Broadway’s Thriller If Mrs. Doubtfire is set to wade into the pool of shifting social attitudes, MJ The Musical could splash up a tidal wave. One of the most popular musical icons of the 20th Century – and the most divisive of the 21st – Michael Jackson is getting his own jukebox musical. On first consideration, the concept seems ill-timed, at best. This year’s HBO documentary Leaving Neverland, chronicling two men who say they were groomed and molested as children by Jackson, delivered what many would have thought was a fatal blow to the King of Pop’s reputation, notwithstanding Dave Chappelle‘s skepticism and the vehement denials of the Jackson Estate, a producer of MJ.
But there are other reputations to consider with MJ, and they’re exemplary, worthy of the benefit of the doubt. The book of the musical is written by Lynn Nottage, winner of not one but two Pulitzer Prizes for drama (Ruined, 2009, and Sweat, 2017). The director and choreographer is Christopher Wheeldon, who won a Tony Award for his 2015 choreography of Broadway’s An American in Paris.

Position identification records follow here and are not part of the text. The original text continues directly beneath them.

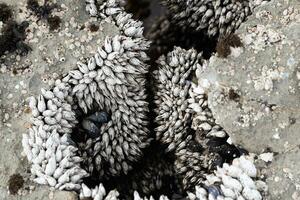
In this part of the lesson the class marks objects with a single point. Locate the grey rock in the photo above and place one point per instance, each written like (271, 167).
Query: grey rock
(254, 93)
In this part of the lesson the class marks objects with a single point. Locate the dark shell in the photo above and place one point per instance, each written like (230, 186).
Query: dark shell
(98, 117)
(92, 130)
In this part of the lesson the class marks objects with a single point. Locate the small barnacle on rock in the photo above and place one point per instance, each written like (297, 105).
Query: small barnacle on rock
(5, 12)
(54, 22)
(139, 8)
(12, 37)
(15, 182)
(93, 27)
(44, 12)
(224, 44)
(233, 95)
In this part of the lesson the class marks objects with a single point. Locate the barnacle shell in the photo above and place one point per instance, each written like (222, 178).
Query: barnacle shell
(171, 96)
(213, 17)
(54, 160)
(239, 186)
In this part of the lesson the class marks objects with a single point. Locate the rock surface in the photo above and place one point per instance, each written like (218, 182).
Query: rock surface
(254, 93)
(53, 53)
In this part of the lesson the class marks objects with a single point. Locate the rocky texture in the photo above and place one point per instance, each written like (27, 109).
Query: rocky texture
(21, 77)
(254, 93)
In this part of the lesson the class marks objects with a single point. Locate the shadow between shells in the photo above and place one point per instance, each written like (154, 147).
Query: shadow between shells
(116, 128)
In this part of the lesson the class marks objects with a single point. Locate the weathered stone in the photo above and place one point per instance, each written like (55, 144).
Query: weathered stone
(254, 94)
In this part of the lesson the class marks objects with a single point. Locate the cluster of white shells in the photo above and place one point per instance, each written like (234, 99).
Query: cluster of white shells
(174, 113)
(52, 109)
(214, 17)
(53, 158)
(172, 90)
(203, 119)
(232, 182)
(114, 79)
(99, 193)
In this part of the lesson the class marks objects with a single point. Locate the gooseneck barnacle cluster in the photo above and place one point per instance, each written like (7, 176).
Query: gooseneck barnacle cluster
(94, 123)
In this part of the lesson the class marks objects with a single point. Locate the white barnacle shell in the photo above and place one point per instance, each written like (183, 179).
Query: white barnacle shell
(232, 183)
(41, 105)
(252, 194)
(247, 166)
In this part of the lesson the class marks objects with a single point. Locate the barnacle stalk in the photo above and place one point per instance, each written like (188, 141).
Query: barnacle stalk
(233, 181)
(212, 17)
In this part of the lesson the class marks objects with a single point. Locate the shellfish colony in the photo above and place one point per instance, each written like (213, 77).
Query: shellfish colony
(92, 133)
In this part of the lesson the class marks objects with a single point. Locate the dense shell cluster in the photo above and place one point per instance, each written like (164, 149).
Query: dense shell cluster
(174, 115)
(235, 181)
(93, 125)
(52, 109)
(54, 159)
(114, 80)
(171, 94)
(213, 17)
(203, 120)
(99, 193)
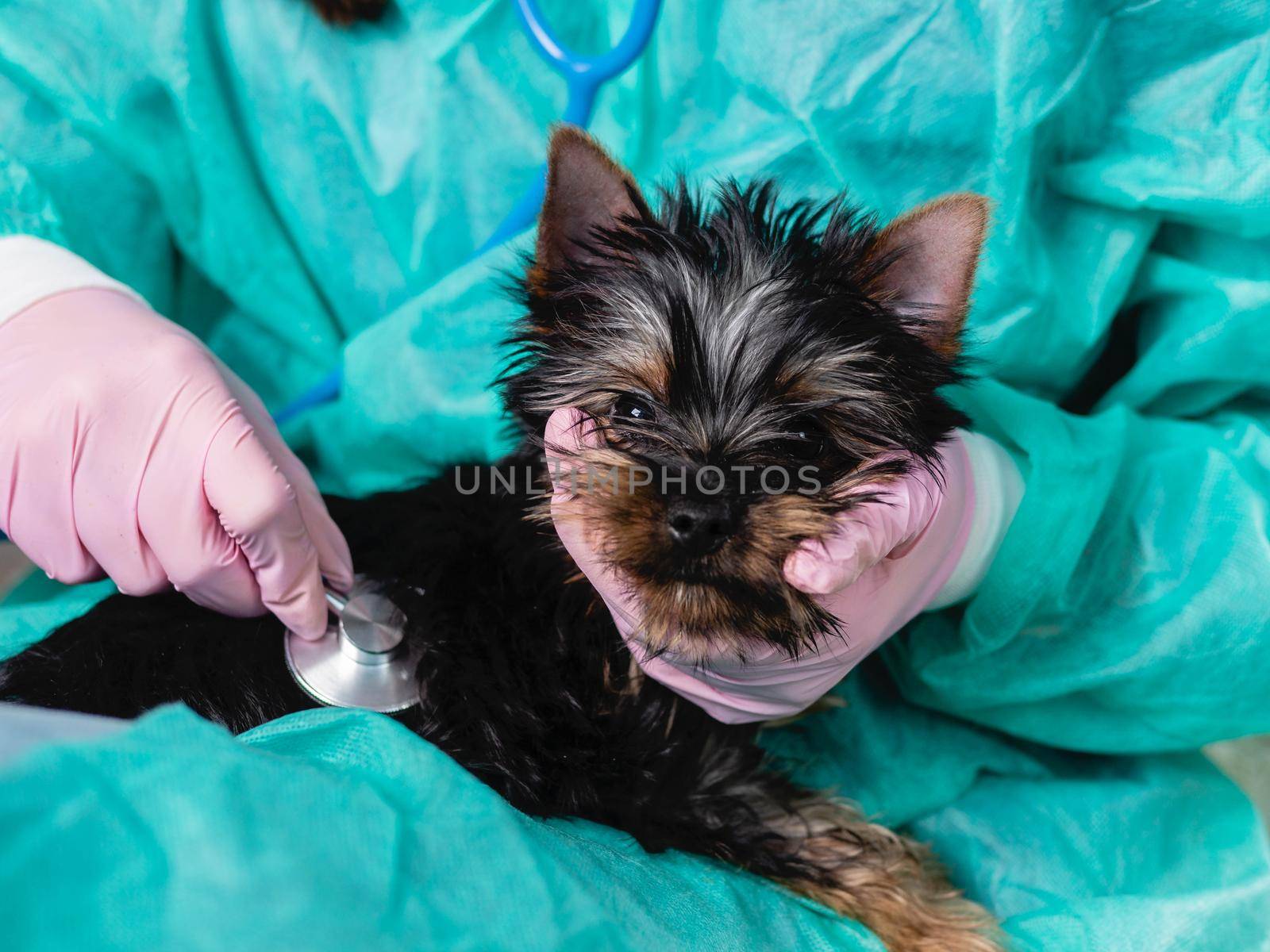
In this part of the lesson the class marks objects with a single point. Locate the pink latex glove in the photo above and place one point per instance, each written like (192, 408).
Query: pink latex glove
(883, 565)
(129, 450)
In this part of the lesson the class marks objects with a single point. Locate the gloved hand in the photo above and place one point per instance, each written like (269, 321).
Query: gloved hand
(127, 448)
(926, 543)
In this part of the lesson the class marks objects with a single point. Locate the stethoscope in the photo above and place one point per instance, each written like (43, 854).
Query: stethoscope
(583, 75)
(362, 660)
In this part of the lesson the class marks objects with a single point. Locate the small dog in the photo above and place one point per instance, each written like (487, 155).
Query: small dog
(724, 336)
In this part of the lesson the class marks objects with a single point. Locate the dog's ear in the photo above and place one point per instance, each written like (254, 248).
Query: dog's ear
(931, 255)
(586, 190)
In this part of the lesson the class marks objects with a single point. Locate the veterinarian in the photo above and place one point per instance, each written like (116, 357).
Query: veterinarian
(129, 450)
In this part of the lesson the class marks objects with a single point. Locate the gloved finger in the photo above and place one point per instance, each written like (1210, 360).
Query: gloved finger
(188, 541)
(106, 501)
(334, 559)
(826, 566)
(864, 536)
(37, 513)
(258, 509)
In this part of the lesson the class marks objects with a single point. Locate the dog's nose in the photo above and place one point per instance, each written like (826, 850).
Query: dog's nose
(700, 527)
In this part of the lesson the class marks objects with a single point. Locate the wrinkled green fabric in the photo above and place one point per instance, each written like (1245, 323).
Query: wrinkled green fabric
(302, 196)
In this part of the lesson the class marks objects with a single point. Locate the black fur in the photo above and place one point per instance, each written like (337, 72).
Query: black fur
(525, 682)
(524, 678)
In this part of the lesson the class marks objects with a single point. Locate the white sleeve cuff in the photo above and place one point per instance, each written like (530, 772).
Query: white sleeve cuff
(999, 488)
(32, 270)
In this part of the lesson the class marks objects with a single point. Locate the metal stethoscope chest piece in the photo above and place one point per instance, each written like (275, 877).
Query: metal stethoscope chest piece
(361, 660)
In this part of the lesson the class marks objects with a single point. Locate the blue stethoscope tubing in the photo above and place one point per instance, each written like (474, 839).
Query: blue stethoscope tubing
(583, 76)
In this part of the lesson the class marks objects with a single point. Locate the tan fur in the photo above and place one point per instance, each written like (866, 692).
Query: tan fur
(569, 146)
(883, 880)
(973, 209)
(694, 619)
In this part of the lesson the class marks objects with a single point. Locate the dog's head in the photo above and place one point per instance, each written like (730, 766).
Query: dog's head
(752, 368)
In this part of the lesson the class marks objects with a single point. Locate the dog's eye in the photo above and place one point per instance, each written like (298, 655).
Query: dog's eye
(632, 408)
(804, 442)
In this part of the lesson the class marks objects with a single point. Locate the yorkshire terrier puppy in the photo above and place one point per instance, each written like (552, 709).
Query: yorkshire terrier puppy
(738, 336)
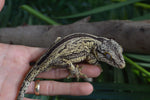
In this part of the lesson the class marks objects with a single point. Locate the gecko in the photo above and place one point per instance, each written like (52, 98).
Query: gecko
(69, 51)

Ephraim Sykes, who was Tony nominated this year for his performance in Ain’t Too Proud and was an original cast member of Hamilton, will play Michael Jackson. Sykes is a performer whose time for the solo spotlight has come.
Exactly how, if, to what extent and how convincingly MJ addresses the molestation accusations won’t be known until audiences get a look (previews begin at the Neil Simon Theatre on July 6, with an opening of Aug. 13). What we do know is that the musical centers around rehearsals for Jackson’s 1992 Dangerous World Tour and features more than 25 Jackson songs. Sykes has told Essence magazine that he hopes “to show how human [Jackson] truly was,” and that, “hopefully we can all have a little bit more empathy with him, his downfalls, his demons, his struggles…”
Aside from whether the show works or not, MJ promises to offer a glimpse at how a top-flight creative team navigates some of theater’s foundational questions, of commerce and art, of fact and fiction and how perspective and affinity shape each, and of who, when all is said and done, is worthiest of our devotion. A decade after his death, Michael Jackson isn’t going anywhere, but neither are his accusers. How Broadway deals with that is a story in and of itself, waiting to be written.